Légumes oubliés : ce qu’on vous a toujours caché !
Depuis quelques années, un certain nombre de légumes qui avaient disparu de nos tables depuis la fin de la Deuxième Guerre Mondiale ont fait un retour en force !
Comme par exemple les rutabagas, les topinambours, les panais, les crosnes, les salsifis (écorce blanche), les scorsonères (écorce noire), les navets boules d’or (jaunes), le cerfeuil tubéreux et autres tubercules plus ou moins rustiques et biscornus.
Cette longue désaffection a fait que, lorsqu’ils ont commencé timidement à réapparaître, on les a globalement appelés les « légumes oubliés ». Au vu de leur omniprésence aujourd’hui sur les cartes des restaurants (dont les plus prestigieux)… oubliés, ils ne le sont plus guère.
Ce n’est pas Alain Passard qui me démentira, ce fou génial qui parle aux fanes de légumes comme d’autres à l’oreille des chevaux lors de ses promenades matinales dans l’un de ses trois potagers. Le principal est situé à Fillé-sur-Sarthe (sous la houlette de Sylvain Picard) et les deux autres, l’un dans l’Eure et l’autre dans la baie du Mont-Saint-Michel (fondantes carottes des sables obligent).
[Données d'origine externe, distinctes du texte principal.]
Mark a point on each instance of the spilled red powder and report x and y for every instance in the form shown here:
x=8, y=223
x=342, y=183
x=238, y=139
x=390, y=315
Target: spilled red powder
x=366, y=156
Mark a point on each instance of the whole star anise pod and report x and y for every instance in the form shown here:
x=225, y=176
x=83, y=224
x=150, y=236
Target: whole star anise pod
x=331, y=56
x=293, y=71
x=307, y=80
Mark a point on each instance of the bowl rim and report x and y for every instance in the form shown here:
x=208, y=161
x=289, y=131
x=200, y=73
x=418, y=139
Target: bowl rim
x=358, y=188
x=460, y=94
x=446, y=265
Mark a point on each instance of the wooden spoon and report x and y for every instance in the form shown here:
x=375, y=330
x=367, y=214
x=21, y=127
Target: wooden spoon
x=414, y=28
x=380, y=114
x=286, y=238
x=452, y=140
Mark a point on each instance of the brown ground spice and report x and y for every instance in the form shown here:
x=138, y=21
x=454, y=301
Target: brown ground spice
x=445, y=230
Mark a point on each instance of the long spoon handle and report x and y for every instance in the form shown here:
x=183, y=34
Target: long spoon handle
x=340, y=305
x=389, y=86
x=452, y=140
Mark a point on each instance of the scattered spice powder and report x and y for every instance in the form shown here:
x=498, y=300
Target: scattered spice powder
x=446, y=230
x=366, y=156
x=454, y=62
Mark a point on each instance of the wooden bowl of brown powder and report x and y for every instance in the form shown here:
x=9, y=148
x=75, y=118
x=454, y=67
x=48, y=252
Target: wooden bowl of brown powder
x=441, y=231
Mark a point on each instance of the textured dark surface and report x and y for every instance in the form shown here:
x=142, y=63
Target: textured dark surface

Les rutabagas, si vous êtes d’un temps que les moins de deux ou trois fois 20 ans ne peuvent pas connaître, on vous en a certainement rebattu les oreilles pendant toute votre enfance : « Ils » en avaient tellement mangé pendant la guerre que ce légume était devenu tricard dans les potagers.
Et pour vous apprendre à vivre, votre mère a sans doute obligé la petite fille que vous étiez — ces salopiauds de frères étaient dispensés — à éplucher les salsifis… (à l’époque, c’est comme ça qu’on appelait encore la variété « scorza nera »), autrement dit les écorces noires qui vous laissent des mains de mineur de fond si vous ne mettez pas de gants. Et les gants de cuisine dans les années soixante…! Idem pour les crosnes qu’il fallait frotter dans un torchon avec du gros sel pour les débarrasser de leurs peaux diaphanes (ce qui reste d’ailleurs la meilleure méthode pour les nettoyer).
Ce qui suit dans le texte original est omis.